Esta semana, o professor Cavaco Silva disse que o país está “amordaçado”. Não disse nada que não correspondesse à observação de Ana Gomes de que já temos um Orbán em Portugal. Mas das esquerdas derramaram-se logo as previsíveis vagas de ódio contra o homem que mais vezes as derrotou em Portugal; e à direita, apareceram, também sem surpresa, umas quantas boas almas a brandir uma errata: onde estava “amordaçado” devia ler-se “estatizado”. Santa ingenuidade de faculdade de economia, que explica o liberalismo de via estreita a que temos direito. Não, a estatização não importa apenas pelo seu impacto na eficiência da economia, mas pelo poder que dá à facção no governo para controlar e constranger a sociedade – para a “amordaçar”, exactamente. Porque não se “amordaça” um país só com censura prévia. Amordaça-se, também, com o controle de instituições independentes que deviam limitar o exercício do poder, como o Tribunal de Contas, a Procuradoria Geral da República, ou o Banco de Portugal, ou aproveitando a debilidade da imprensa para a tornar dependente do Estado, e assim mais atreita à homogeneidade de ponto de vista que convém ao poder.

É por isso que a gestão pelo actual governo socialista das ajudas europeias nos deve preocupar. O país vai continuar a divergir da Europa. Estará relativamente mais pobre no fim desta época de despesa pública, e sempre condicionado pela dependência financeira externa. Mas para este governo, a prioridade, como explicou António Costa, é derrotar o “neo-liberalismo” e, como deseja Pedro Nuno Santos, aumentar o Estado em Portugal. Os confinamentos decretados para salvar o SNS enfraqueceram a sociedade civil, e tornaram mais difícil, para muitas famílias, o ideal de uma vida independente.

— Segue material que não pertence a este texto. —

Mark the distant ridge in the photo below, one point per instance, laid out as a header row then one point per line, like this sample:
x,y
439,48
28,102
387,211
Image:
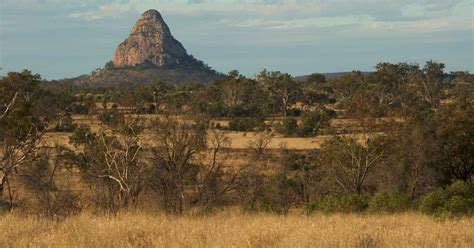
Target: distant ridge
x,y
331,75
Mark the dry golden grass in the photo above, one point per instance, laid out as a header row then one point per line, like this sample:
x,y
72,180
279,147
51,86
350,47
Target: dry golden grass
x,y
230,229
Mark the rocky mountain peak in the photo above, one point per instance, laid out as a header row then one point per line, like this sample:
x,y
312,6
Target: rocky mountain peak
x,y
150,41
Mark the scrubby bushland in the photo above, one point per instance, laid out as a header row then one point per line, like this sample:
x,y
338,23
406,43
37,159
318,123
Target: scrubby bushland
x,y
407,137
455,200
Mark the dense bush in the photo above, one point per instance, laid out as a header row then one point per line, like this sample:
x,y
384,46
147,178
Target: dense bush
x,y
111,118
343,204
246,124
455,200
390,202
312,121
288,127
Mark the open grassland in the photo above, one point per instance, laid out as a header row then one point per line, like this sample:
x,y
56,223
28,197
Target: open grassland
x,y
231,229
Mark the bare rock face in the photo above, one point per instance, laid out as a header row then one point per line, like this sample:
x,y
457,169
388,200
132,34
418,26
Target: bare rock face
x,y
150,41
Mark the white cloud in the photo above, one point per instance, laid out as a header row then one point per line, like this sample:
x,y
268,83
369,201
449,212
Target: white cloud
x,y
102,11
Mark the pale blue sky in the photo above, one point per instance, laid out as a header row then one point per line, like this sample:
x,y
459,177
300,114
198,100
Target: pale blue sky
x,y
66,38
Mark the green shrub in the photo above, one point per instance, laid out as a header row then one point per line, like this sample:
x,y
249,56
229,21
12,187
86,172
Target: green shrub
x,y
390,202
342,204
455,200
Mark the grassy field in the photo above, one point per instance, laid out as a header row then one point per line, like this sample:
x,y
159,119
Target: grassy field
x,y
231,229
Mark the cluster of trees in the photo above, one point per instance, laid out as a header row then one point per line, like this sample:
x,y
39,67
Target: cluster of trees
x,y
414,146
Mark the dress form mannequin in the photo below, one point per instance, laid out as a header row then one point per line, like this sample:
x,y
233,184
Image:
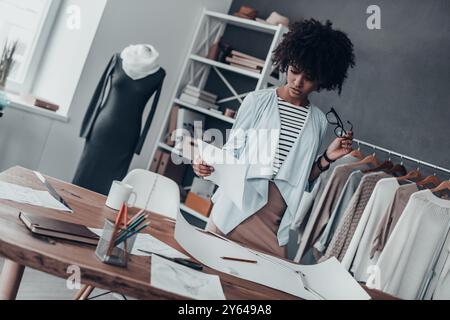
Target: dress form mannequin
x,y
112,125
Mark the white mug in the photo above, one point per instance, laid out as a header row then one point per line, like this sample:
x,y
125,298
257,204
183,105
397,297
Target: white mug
x,y
120,193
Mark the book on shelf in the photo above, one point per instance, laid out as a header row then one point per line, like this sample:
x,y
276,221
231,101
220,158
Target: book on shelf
x,y
199,96
199,204
170,140
186,121
197,102
53,228
201,92
245,68
244,62
246,56
171,170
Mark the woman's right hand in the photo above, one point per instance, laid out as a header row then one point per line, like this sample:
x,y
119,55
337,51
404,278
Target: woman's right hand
x,y
201,168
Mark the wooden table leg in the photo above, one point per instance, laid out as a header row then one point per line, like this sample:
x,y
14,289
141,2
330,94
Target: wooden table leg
x,y
87,293
80,292
10,280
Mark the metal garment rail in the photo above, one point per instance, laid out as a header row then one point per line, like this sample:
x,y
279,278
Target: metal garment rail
x,y
402,156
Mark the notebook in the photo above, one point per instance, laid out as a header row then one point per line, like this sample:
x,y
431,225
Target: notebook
x,y
58,229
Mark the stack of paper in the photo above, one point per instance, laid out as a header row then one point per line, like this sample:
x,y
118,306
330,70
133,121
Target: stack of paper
x,y
9,191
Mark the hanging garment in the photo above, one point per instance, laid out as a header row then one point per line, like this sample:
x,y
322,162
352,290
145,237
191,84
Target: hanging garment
x,y
357,257
390,218
439,285
347,227
310,213
292,119
405,263
112,126
327,202
347,193
259,231
258,118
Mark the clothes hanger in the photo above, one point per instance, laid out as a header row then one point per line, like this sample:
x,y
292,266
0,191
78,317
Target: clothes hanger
x,y
386,165
413,175
371,159
397,170
357,153
432,180
445,185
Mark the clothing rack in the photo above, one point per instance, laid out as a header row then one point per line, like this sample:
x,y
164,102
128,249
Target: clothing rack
x,y
402,156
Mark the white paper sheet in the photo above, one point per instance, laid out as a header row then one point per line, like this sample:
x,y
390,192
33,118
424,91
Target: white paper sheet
x,y
229,173
9,191
151,244
173,277
328,280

As esquerdas portuguesas, unidas por detrás deste governo, pretendem aproveitar essa devastação para agravar a dependência em relação ao Estado, ao mesmo tempo que subscrevem a agenda da guerra cultural importada dos EUA. As duas coisas articulam-se entre si perfeitamente. A agenda de guerra cultural americana visa apagar a memória do que é comum, a começar pela história nacional, e segmentar a sociedade em grupos de reclamação, todos dependentes do poder político – a típica receita imperialista de dividir para reinar. Estamos num mundo em que, segundo a Freedom House, 75% das pessoas vivem em países onde as liberdades regrediram, numa tendência consistente desde 2006. A mordaça de que falava Cavaco Silva  não é  um exagero, faz parte do ar do tempo, e torna mais urgente uma alternativa política que vise consolidar a liberdade dos cidadãos reforçando a autonomia da sociedade civil perante o poder do Estado.

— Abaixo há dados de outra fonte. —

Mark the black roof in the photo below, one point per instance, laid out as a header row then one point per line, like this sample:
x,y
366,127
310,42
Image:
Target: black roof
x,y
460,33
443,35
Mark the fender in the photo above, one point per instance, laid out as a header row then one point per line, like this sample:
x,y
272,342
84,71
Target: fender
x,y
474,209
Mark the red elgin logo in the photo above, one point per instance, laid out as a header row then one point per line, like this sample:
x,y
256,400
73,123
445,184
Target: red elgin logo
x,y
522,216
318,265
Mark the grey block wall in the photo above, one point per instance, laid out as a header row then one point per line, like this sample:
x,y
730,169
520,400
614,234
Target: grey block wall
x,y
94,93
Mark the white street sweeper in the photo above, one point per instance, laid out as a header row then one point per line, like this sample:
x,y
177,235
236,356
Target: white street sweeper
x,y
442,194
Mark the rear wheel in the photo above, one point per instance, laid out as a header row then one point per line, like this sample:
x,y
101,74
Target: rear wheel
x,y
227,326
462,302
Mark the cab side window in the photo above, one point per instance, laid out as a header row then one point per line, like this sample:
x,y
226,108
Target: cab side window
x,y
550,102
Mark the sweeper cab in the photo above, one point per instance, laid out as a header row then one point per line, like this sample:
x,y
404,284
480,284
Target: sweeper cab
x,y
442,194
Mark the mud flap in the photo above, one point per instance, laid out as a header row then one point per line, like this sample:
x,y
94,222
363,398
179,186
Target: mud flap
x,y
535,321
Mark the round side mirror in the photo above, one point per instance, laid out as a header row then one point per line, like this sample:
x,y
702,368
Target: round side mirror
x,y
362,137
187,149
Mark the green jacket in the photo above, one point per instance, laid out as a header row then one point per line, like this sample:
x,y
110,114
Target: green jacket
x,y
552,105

Para quem vê a urgência de uma alternativa, a questão dos pequenos partidos é muito séria. Não basta a resposta: no fim, juntam-se todos e fazem uma “geringonça”. A corrente geringonça da esquerda foi negociada, em 2015, entre três partidos sem as aspirações de se distinguir e de crescer que actualmente atormentam o Chega e a IL, ambos intoxicados pelas promessas desta ou daquela sondagem. Imaginem a instabilidade que o Chega inflige ao governo dos Açores transposta para um governo nacional. Um governo que terá de enfrentar a fúria das esquerdas, que nunca se conformarão com a perda de poder, poderá permitir-se esses dramas domésticos? De qualquer modo, no caso da Câmara Municipal de Lisboa, não há geringonças. Quem ficar à frente, governa. É por isso que em Lisboa só haverá um voto que garanta a mudança. É o voto na lista encabeçada por Carlos Moedas. Todos os outros votos, sem excepção, são votos na continuação do domínio socialista — votos pela estatização da economia, pelo enfraquecimento da sociedade civil, pelo cancelamento da cultura nacional, pelo empobrecimento e pela diminuição da liberdade.